The National Association of Fixed Annuities' suit asks the federal court in the District of Columbia to vacate the DOL’s new fiduciary or conflict-of-interest rule, which could make it harder for insurance agents to sell indexed annuities to IRA owners.

The National Association of Fixed Annuities, which represents primarily manufacturers and distributors of fixed indexed annuities, filed a complaint against the Department of Labor in U.S. District Court, District of Columbia, on June 2, only hours after a similar suit was filed in federal court in Dallas, Texas, by financial services trade groups, the U.S. Chamber of Commerce and the Insured Retirement Institute.

With more than $15 billion in sales in the first quarter of 2016, indexed annuities are the strongest-selling product category in the annuity industry. The new rule threatens to regulate the sale of indexed annuities to IRA owners, who represent a multi-trillion-dollar potential market for FIAs, more tightly.  

Like the IRI suit, the NAFA suit asks the court to vacate the DOL’s new fiduciary or conflict-of-interest rule, which extends the type of regulation that governs 401(k) plans to IRAs for the first time, thus turning the sale of commissioned products, such as annuities, to IRA owners into transactions that are prohibited except by special exemption.

Unlike the IRI suit, the NAFA suit asks the court for an injunction to halt the implementation of the DOL rule.
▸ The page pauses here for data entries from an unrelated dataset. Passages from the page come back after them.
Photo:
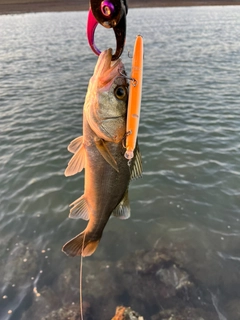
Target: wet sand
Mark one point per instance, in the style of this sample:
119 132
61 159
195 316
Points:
24 6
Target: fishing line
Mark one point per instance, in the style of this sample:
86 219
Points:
80 282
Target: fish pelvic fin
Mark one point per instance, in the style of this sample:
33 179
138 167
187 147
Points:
81 245
123 211
101 145
77 162
75 144
79 209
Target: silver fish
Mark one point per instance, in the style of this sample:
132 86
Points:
100 151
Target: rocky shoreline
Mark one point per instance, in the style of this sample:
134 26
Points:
27 6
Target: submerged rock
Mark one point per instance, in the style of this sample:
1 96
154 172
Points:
123 313
185 314
65 313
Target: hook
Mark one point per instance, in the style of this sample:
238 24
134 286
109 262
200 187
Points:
110 14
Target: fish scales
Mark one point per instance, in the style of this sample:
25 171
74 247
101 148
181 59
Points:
101 152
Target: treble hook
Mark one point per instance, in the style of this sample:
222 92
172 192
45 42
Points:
110 14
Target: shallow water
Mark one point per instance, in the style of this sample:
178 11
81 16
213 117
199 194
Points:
189 138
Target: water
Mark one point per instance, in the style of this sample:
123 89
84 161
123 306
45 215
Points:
188 199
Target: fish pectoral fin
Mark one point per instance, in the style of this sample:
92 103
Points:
79 209
137 166
75 144
122 211
77 162
106 154
80 245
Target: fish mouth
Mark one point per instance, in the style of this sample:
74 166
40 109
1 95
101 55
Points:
107 70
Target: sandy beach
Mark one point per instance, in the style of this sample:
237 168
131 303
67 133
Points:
24 6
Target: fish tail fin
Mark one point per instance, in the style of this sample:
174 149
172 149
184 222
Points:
81 245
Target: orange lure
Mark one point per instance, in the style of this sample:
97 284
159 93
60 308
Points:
134 99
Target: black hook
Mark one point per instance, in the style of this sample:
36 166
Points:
110 14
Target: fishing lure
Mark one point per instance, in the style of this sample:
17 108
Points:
134 99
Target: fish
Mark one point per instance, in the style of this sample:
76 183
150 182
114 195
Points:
100 152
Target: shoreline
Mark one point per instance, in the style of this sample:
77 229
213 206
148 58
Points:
34 6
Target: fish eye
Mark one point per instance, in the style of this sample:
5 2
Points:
120 92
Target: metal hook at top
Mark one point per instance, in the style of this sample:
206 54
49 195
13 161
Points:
110 14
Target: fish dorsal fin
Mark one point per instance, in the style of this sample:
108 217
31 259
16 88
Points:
77 162
137 166
75 144
106 154
79 209
122 211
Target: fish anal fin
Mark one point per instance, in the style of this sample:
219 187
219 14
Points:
80 245
122 211
106 154
75 144
77 162
79 209
136 170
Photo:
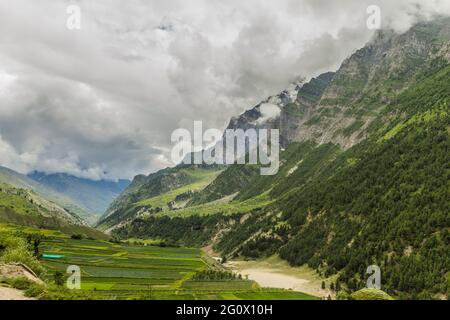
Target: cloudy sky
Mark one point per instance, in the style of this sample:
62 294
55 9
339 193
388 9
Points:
102 101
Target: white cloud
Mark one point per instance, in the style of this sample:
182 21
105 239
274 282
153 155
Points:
102 102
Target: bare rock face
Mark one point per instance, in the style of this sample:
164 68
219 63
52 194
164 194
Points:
339 107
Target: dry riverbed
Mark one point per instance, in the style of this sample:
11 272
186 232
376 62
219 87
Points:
276 273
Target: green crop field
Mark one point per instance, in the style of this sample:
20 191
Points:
129 271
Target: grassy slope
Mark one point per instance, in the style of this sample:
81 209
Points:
122 271
22 207
18 180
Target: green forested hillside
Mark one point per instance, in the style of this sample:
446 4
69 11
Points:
367 180
25 208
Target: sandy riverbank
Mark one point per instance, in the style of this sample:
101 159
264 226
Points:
275 273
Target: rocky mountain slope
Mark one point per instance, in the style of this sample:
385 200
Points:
364 176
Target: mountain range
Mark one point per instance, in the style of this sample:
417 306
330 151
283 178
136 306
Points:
93 196
364 176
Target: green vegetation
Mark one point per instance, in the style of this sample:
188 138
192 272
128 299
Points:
123 271
370 294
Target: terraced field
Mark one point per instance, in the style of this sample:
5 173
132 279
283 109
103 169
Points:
129 271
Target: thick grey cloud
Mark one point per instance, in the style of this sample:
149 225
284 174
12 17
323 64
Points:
101 102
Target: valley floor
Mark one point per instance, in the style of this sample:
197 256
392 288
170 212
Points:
12 294
276 273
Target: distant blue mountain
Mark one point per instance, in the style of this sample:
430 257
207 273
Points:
94 196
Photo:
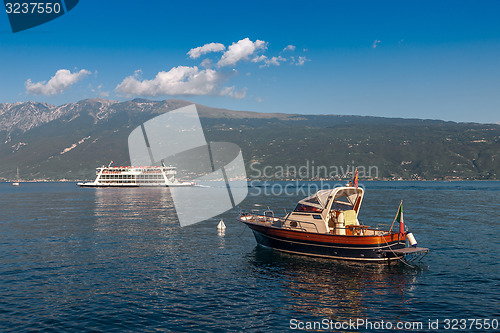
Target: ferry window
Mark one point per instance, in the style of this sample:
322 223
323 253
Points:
307 209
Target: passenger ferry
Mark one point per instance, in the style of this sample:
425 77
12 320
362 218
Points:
326 225
135 176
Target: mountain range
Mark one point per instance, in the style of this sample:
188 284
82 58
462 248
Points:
69 141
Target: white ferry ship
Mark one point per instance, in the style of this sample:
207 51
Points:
135 176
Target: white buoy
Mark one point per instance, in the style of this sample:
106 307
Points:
411 239
221 226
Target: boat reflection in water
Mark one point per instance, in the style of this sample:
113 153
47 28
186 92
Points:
335 289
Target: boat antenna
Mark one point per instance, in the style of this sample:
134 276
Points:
395 217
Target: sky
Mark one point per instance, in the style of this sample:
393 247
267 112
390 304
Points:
425 59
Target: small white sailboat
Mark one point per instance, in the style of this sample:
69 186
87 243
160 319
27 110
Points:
16 183
221 226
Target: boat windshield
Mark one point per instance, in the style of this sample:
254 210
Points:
302 208
343 201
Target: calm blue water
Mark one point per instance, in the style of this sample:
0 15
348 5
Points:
117 260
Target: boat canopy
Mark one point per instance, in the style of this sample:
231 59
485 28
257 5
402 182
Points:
345 198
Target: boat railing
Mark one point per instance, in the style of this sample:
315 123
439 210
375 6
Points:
260 218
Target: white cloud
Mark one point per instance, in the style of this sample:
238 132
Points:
207 63
230 91
241 50
273 61
301 61
259 58
201 50
181 80
60 82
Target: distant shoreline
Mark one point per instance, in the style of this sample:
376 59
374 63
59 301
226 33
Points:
286 180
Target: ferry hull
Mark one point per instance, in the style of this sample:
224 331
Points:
330 246
134 185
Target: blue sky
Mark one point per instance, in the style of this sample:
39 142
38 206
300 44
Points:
437 60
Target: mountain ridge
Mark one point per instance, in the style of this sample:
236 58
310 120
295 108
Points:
70 140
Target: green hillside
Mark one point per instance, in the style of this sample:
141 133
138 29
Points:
94 133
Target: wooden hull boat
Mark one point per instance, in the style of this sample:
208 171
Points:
326 225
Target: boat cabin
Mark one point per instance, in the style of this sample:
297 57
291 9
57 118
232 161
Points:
328 211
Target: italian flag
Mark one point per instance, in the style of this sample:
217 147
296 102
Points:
399 218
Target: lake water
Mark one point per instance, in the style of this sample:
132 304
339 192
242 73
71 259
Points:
76 259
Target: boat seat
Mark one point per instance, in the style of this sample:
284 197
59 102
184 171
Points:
350 218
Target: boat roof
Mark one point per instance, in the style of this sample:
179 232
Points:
320 198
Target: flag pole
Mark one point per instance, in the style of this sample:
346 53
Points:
395 217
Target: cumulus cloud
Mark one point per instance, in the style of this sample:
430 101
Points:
60 82
241 50
273 61
181 80
207 48
301 61
231 91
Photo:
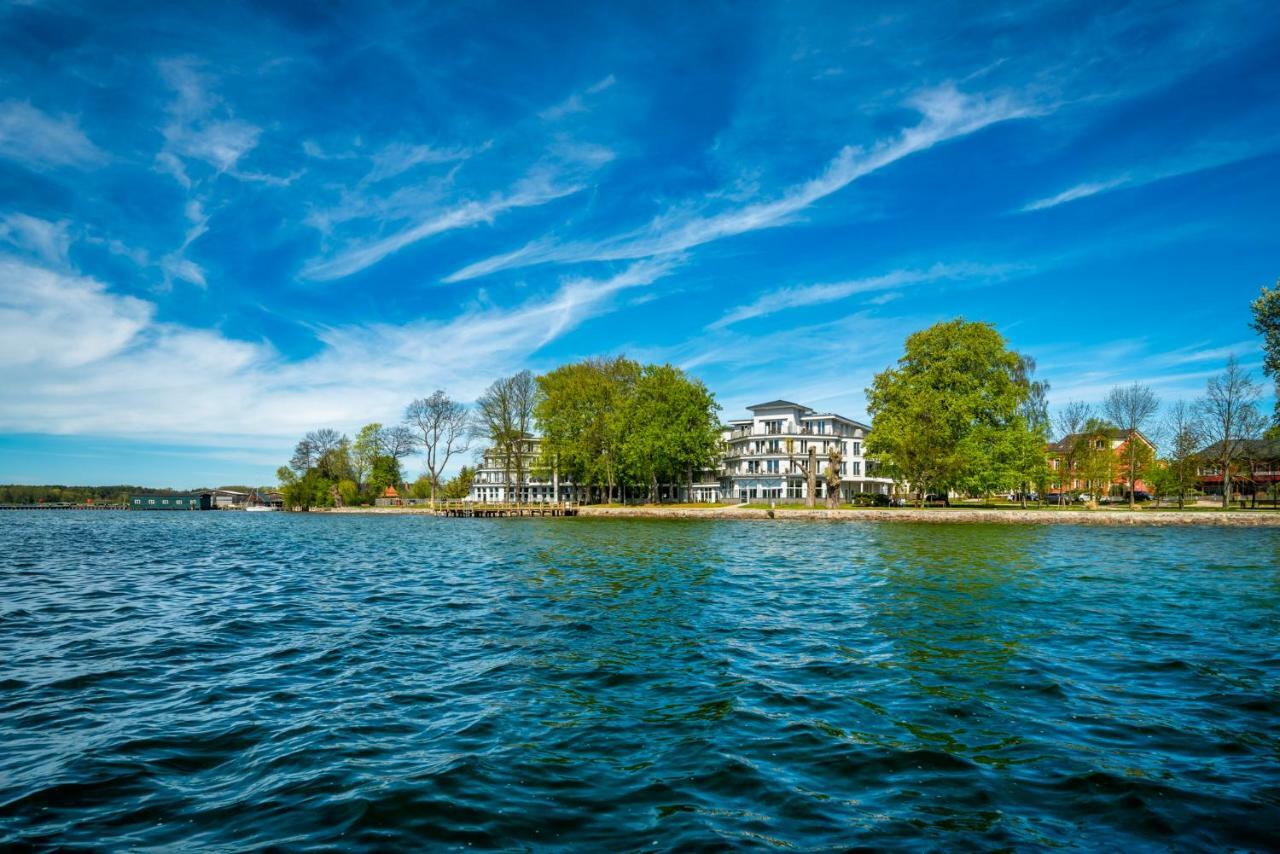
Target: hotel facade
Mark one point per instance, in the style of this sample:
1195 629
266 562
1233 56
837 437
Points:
764 459
766 455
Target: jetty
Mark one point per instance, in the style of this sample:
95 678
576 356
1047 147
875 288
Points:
478 510
64 505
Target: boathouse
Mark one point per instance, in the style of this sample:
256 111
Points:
187 501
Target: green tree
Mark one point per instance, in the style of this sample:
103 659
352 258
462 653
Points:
581 411
364 450
443 425
460 485
955 384
673 428
1266 323
1132 407
504 416
1229 405
385 473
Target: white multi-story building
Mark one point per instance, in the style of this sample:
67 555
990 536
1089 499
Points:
764 459
764 455
494 479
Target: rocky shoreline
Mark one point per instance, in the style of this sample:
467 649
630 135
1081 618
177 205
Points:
946 515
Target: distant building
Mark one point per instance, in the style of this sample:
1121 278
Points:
764 455
190 501
1115 438
496 475
1255 469
229 499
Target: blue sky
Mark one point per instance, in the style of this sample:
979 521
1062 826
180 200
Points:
223 224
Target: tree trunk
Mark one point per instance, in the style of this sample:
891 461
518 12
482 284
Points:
812 473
Among other things, the complaint claims that the DOL changed the rules for selling indexed annuities without warning and without offering the indexed annuity industry a chance to respond, that the DOL didn’t consider the economic impact of its new rule on that industry, and that the DOL failed to adequately define the meaning of “reasonable compensation.”

In drafting the final version of its new rule, the DOL unexpectedly changed the rule under which indexed annuities can be sold to IRA owners from the “Prohibited Transaction Exemption 84-24” to the new “Best Interest Contract Exemption,” or BICE. The BICE requires those sales to be made solely in the clients’ interest, “without regard to” the seller’s compensation, and carries a greater burden of legal accountability for not doing so.